The checklist motif is familiar to most audiences.

FIGURE 4-16 The checklist motif is familiar to most audiences.

■ The motif should resonate with your audience. Your motif needs to be a good match with your audience, and they should be able to easily relate to it. A motif can work against you if the structure is a mismatch, because it distracts your audience or misleads them into thinking you’re not serious. The motif should also resonate with you as the presenter—choose one that you personally can relate to so that it draws out your personality and warmth and brings your ideas to life with your natural enthusiasm. Only use a complex or special motif if everyone in your audience shares knowledge of it, as in the formula example shown in Figure 4-17.

The formula motif can resonate with those who deal with numbers.

FIGURE 4-17 The formula motif can resonate with those who deal with numbers.

■ The motif has to be simple. When you find a motif, simplify it and break it into its essential elements before you apply it to your first five slides. For example, you need a more specific motif than just the general topic of puzzles, so focus the motif by using the phrase "put together the pieces of the puzzle," as in the example shown in Figure 4-18. The motif should be clear and easy to understand, and it should couch and complement your ideas without becoming convoluted or clichéd or making things confusing.

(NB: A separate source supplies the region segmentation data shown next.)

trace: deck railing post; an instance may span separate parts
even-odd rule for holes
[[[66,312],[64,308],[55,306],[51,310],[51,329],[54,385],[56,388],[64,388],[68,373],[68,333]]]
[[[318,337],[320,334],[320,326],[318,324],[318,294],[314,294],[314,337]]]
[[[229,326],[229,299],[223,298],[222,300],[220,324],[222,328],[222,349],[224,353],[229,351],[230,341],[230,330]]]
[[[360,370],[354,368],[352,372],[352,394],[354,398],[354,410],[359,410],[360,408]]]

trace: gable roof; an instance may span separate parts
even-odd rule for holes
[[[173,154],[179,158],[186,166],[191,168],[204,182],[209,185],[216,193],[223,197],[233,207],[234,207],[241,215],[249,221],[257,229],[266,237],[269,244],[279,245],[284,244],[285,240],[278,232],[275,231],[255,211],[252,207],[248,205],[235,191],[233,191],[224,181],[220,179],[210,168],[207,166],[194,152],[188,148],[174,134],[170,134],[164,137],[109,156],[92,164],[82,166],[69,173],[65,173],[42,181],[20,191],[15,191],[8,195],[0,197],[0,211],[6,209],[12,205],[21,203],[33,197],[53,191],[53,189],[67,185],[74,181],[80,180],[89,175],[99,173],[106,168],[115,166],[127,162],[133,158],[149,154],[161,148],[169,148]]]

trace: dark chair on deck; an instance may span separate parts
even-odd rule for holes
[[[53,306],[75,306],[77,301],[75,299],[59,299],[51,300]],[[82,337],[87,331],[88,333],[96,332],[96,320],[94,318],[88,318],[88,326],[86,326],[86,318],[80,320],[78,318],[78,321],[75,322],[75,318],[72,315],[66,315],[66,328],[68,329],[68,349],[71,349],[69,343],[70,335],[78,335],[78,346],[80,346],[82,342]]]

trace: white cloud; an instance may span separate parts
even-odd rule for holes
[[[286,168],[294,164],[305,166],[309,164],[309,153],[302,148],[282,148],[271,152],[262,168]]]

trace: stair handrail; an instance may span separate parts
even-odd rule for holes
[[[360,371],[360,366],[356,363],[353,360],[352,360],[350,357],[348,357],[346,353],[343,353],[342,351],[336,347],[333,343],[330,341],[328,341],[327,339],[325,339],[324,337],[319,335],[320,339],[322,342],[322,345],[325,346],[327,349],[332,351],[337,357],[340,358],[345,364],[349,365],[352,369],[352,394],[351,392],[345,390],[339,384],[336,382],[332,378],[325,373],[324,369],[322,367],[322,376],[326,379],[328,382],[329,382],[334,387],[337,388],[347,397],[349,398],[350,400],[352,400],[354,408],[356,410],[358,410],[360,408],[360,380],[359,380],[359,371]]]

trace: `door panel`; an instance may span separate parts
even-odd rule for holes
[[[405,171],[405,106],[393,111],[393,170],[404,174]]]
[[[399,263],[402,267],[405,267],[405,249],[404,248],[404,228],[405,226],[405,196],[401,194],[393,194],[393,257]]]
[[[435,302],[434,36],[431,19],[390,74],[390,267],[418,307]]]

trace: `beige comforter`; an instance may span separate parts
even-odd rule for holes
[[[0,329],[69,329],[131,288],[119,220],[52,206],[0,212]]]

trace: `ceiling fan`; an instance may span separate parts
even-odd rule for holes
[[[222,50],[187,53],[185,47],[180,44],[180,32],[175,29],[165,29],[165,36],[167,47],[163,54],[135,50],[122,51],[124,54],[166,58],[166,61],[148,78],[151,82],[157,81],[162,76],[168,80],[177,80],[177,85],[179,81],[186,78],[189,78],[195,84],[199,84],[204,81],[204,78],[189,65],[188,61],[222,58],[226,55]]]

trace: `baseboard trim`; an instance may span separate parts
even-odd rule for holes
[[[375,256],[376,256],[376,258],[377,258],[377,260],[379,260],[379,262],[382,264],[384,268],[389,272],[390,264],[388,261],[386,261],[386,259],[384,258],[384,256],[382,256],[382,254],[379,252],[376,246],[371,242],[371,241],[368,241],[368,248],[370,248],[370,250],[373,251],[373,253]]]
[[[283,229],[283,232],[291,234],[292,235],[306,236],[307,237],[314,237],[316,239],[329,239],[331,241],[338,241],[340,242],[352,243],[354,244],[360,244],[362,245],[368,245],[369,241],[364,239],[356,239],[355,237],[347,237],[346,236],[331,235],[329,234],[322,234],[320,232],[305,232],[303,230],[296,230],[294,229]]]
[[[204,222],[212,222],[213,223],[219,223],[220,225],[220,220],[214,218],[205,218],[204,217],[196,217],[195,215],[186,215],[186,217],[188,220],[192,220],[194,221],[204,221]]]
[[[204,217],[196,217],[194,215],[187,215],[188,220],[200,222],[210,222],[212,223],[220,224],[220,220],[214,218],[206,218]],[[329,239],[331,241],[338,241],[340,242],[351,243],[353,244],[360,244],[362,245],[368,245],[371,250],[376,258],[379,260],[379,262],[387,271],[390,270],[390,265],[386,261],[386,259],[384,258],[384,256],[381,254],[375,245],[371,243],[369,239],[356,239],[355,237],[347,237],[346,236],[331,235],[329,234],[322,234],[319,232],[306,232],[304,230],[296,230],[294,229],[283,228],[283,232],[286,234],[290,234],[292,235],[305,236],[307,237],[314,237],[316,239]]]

The puzzle motif is simple yet effective.

FIGURE 4-18 The puzzle motif is simple yet effective.

■ A motif is more memorable if it is unexpected. Introducing a surprising motif in Act I will also increase memorability. Choose a surprising insight, a different way of looking at things, or another unexpected way to introduce your idea, as shown in Figure 4-19. Creatively applying a motif by putting it in a surprising context can heighten interest and stimulate creative thinking and mental participation. The more surprising and interesting and engaging the motif is, the more memorable it will be. But as mentioned earlier, make sure that in every case the motif is a good match with your audience.

Telling someone to go backward instead of forward gives a twist to a journey motif

FIGURE 4-19 Telling someone to go backward instead of forward gives a twist to a journey motif.